1) Nesse espaço, o modo como o professor (se) enuncia foi decisivo para que a relação com o saber se presentificasse. É, a partir do modo como ele (se) enuncia, que fomos percebendo o estatuto diferenciado que o texto e que a gramática normativa assumem em suas aulas, na condição de objetos de ensino. Esse estatuto concerne ao modo como o professor associa os saberes.

2) Nesse espaço, as relações discursivas entre professor e aluno(s) fizeram trabalhar a Língua Portuguesa, como objeto de ensino e de aprendizagem, implicando um jogo transferencial de acolhimento e de recusa dos saberes que o inconsciente nomeava nessas relações, em termos de efeitos. É, nesse espaço, que a contingência das relações se constituiu e passou a se configurar como relações necessárias, fazendo escutar uma disjunção radical de experiências entre professor e aluno(s). Longe de produzir uma complementaridade, a relação do professor com o(s) aluno(s) produziu um encontro amoroso, faltoso, tendo por base a perspectiva teórica a que nos filiamos.

3) Nesse espaço, dado o des-encontro enunciativo entre professor e aluno(s), o professor foi levado a exercer uma posição discursivo-enuciativa, já que os saberes não estão desde já nesse espaço. Trata-se de um ponto em que o professor precisou elaborar os saberes, como demanda dele ou não, por meio de uma travessia de (re)criação contínua. Essa travessia assumiu contornos enunciativos diferentes, acarretando o exercício da posição discursivo-enunciativa de modo também diferente. Com o texto, o professor passou a construir relações de sentido, e, valendo-nos da perspectiva de Franchi (2006), destacamos que o professor construiu cenários para associar os saberes. O professor promoveu um

investimento subjetivo tal que, com o texto, ele produziu ficções, articulando diferentes relações de sentido. Com a gramática, o professor produziu um efeito de resistência a essa travessia, de maneira a não integrar, em sua abordagem, a gramática ao texto. O professor aprisionou a gramática a lugares projetados por ele, de maneira a produzir o efeito de não enfrentamento do ensino de gramática no espaço de sala de aula.

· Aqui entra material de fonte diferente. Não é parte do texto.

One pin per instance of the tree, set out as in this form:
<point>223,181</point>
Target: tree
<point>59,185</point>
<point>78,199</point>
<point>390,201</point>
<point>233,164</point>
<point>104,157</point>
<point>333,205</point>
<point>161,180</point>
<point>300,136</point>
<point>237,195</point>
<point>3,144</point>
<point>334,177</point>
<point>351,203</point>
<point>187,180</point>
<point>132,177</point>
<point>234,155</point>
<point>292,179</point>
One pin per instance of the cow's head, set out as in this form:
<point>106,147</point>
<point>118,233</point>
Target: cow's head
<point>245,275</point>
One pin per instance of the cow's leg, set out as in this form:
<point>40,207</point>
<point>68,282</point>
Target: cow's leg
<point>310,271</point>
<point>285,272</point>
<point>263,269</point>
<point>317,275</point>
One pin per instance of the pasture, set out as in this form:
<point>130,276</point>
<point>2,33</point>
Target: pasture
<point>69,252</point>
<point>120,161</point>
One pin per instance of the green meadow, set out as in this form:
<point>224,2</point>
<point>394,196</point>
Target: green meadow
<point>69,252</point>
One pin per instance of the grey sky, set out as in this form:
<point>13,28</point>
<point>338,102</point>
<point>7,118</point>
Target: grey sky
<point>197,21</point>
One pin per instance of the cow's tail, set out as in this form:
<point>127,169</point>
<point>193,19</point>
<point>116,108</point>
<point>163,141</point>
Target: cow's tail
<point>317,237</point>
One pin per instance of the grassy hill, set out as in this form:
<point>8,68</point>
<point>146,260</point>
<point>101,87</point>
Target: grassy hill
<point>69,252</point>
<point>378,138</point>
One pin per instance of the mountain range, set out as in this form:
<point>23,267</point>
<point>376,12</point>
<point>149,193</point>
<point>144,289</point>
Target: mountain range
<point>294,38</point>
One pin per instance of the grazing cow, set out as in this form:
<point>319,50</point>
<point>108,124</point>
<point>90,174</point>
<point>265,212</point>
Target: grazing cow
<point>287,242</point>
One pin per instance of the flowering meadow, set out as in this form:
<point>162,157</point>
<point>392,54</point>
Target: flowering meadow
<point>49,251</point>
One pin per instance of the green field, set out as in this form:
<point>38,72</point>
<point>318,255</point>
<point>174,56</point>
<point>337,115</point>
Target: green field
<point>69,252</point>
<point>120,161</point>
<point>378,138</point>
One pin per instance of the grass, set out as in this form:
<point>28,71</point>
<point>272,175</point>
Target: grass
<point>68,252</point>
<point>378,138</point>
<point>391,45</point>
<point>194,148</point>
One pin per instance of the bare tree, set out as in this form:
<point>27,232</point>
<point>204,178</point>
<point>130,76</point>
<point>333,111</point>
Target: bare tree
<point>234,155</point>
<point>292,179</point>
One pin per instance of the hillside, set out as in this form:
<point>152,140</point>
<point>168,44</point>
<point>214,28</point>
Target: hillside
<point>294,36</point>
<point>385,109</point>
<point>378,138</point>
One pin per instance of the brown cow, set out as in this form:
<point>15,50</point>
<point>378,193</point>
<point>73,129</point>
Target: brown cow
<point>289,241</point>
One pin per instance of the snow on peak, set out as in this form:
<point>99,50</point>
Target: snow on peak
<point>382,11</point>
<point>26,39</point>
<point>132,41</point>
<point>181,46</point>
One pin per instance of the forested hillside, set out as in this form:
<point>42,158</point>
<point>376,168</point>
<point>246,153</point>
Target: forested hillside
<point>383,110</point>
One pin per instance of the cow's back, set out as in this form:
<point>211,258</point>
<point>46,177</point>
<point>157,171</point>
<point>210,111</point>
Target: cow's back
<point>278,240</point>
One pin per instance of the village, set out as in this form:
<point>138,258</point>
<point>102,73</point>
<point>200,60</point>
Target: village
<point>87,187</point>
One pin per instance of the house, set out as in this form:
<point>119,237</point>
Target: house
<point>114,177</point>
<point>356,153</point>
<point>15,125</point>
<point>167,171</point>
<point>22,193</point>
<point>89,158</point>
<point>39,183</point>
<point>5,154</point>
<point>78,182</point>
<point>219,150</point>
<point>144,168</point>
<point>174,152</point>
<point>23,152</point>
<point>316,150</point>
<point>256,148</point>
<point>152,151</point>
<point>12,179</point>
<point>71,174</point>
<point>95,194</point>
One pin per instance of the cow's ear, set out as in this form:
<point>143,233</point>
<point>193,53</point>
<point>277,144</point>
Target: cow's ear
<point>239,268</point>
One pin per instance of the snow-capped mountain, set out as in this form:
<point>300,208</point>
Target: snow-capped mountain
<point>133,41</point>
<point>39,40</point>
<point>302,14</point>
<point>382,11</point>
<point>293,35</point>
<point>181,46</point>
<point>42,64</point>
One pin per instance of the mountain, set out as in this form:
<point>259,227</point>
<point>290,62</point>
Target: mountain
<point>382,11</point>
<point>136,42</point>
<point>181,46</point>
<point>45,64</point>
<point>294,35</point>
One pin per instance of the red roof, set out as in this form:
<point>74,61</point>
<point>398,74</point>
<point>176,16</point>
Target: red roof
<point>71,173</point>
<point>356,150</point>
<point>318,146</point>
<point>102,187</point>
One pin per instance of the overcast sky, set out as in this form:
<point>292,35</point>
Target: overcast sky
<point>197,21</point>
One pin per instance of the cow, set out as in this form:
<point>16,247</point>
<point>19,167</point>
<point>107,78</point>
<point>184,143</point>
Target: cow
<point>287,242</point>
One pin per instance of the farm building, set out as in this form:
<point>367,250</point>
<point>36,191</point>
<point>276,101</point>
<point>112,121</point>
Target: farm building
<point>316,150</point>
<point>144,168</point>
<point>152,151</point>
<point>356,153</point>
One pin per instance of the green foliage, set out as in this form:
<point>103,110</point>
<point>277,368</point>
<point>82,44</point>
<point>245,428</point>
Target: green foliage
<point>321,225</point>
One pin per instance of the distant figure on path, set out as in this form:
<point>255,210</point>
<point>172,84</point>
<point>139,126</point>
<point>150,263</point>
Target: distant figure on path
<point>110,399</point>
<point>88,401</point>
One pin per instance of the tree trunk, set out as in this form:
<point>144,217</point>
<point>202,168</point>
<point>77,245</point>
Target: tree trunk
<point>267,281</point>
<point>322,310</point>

Para finalizar esta seção, salientamos que se constituiu em torno dessa escola um imaginário de que ela reuniria as condições de infraestrutura e pedagógicas supostamente ideiais para o fazer pedagógico do professor. Como se essas condições por si fossem determinantes para o revezamento entre teoria e prática no espaço de sala de aula. Estamos apostando na perspectiva de que a relação do professor com o saber é um aspecto de extrema relevância para que esse revezamento se estabeleça ou não. Quem responde pelo ensino de Língua Portuguesa, no espaço de sala de aula, é justamente o professor. Longe de renegar as referidas condições, ou mesmo de desqualificar a escola, o nosso objetivo foi mostrar que esse imaginário sobre as

 

condições pode falhar, quando do materialismo do encontro entre professor, objeto de trabalho, dado o papel das diretrizes na integração desse objeto, e aluno(s).